One prerequisite: service-managed StackSets require trusted access between AWS Organizations and CloudFormation to be activated (CloudFormation console → StackSets → “Activate trusted access”, a one-time click in the management account).

Template: aws-audit-organization-stackset.yaml in the same repo. The deploy command:

aws cloudformation deploy --template-file aws-audit-organization-stackset.yaml --stack-name external-audit-access-org --capabilities CAPABILITY_NAMED_IAM --parameter-overrides AuditorAWSAccountId=111122223333 ExternalId=the-external-id-from-your-auditor TargetOrganizationalUnitIds=r-abcd DeploymentRegions=us-east-1

IAM is a global service, so one deployment region is enough for the stack instances.

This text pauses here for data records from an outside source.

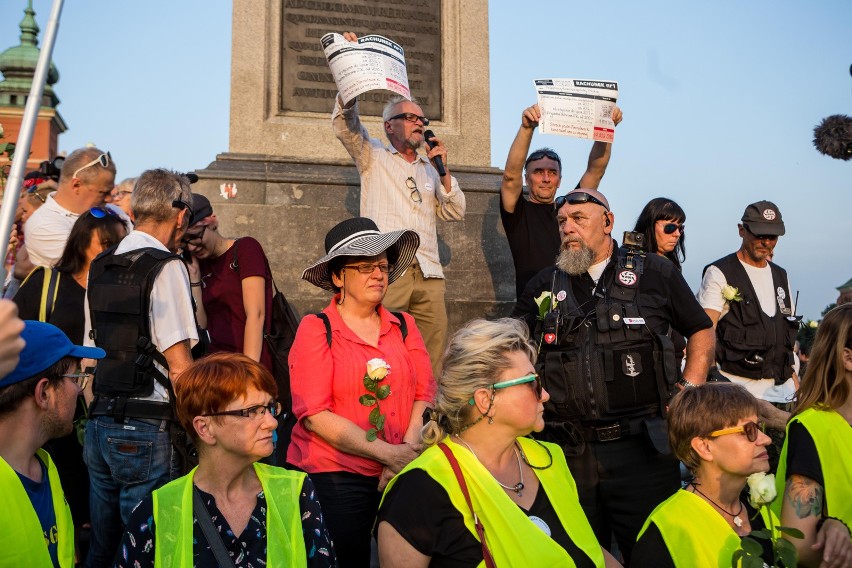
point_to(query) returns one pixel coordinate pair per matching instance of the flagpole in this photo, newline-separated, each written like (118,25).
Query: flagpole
(25,136)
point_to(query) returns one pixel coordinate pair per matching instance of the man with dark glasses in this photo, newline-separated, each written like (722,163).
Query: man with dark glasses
(601,318)
(402,189)
(87,178)
(530,224)
(748,298)
(139,310)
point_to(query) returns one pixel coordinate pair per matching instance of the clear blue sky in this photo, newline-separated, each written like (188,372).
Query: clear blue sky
(720,100)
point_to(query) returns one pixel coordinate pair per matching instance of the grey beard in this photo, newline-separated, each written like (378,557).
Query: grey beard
(575,262)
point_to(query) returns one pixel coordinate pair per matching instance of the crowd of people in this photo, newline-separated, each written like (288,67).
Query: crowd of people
(617,418)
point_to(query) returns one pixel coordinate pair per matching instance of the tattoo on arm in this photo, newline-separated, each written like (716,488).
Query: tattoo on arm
(805,496)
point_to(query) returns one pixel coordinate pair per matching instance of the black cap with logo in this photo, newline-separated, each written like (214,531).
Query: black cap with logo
(763,218)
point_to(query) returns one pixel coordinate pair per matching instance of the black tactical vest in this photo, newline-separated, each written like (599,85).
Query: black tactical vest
(607,365)
(119,300)
(748,342)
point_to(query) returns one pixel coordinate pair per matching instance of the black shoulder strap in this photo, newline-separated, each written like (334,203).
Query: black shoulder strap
(205,523)
(324,318)
(152,262)
(235,262)
(403,325)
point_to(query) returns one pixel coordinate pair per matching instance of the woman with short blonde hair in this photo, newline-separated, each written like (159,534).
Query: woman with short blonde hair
(527,508)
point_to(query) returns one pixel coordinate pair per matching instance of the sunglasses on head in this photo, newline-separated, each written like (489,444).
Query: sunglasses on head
(520,381)
(103,160)
(411,117)
(749,430)
(539,154)
(180,204)
(101,212)
(194,240)
(576,198)
(670,228)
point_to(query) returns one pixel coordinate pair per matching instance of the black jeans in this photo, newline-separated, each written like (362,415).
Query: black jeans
(349,504)
(620,483)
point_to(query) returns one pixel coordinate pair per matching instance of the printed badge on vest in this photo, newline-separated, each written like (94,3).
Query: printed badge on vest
(631,364)
(628,278)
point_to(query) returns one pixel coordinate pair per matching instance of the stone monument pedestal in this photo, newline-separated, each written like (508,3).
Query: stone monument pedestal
(289,205)
(286,179)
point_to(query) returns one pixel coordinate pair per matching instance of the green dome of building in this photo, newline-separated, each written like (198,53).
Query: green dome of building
(18,65)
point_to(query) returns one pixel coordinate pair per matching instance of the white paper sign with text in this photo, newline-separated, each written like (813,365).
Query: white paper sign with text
(374,62)
(580,108)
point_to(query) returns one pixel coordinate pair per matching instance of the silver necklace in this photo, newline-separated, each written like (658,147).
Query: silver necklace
(518,488)
(735,516)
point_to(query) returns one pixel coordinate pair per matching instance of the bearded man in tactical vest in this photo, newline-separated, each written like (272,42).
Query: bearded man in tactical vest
(748,298)
(602,318)
(139,310)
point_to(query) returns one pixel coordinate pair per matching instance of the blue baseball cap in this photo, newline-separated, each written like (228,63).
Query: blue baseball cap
(46,344)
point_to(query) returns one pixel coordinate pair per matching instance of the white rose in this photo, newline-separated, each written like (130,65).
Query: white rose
(761,488)
(544,296)
(377,369)
(729,292)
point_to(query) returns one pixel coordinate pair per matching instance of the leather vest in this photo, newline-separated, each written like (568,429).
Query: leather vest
(749,343)
(119,303)
(607,364)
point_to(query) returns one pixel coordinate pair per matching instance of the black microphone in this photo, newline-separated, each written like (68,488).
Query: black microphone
(439,163)
(833,137)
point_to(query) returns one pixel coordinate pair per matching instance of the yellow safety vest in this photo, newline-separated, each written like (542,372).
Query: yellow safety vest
(285,544)
(696,535)
(512,538)
(832,437)
(21,537)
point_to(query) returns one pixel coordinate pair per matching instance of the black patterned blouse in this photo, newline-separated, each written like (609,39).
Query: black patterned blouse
(247,550)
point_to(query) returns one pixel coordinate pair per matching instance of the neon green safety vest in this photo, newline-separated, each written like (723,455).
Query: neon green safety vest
(285,544)
(832,436)
(696,535)
(22,541)
(512,538)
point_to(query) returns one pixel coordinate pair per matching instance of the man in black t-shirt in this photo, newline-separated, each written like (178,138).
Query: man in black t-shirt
(530,225)
(608,365)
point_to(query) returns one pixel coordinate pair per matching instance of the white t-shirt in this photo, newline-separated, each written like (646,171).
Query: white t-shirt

After deployment, every in-scope account contains a role with the same name, so the auditor can iterate over account IDs with a single ARN pattern:

arn:aws:iam:::role/ExternalReadOnlyAuditRole

The auditor’s side

From their own account, the auditor assumes the role:

aws sts assume-role --role-arn arn:aws:iam::444455556666:role/ExternalReadOnlyAuditRole --role-session-name aws-audit --external-id THE_EXTERNAL_ID

For an organization audit, the auditor loops the same profile pattern over the account list — which they can fetch with organizations:ListAccounts, included in the role’s permissions.

Ending the audit

This is my favorite part, because it’s one line:

aws cloudformation delete-stack --stack-name external-audit-access

Delete the stack (or the org stack, which removes the StackSet instances from every member account). Access is gone. Nothing to rotate, nothing to deprovision, no forgotten IAM user with active keys waiting for the next auditor to find.

The way you grant audit access says a lot about how you manage access everywhere else. If your next audit starts with “please create a user for us” — send them this article instead.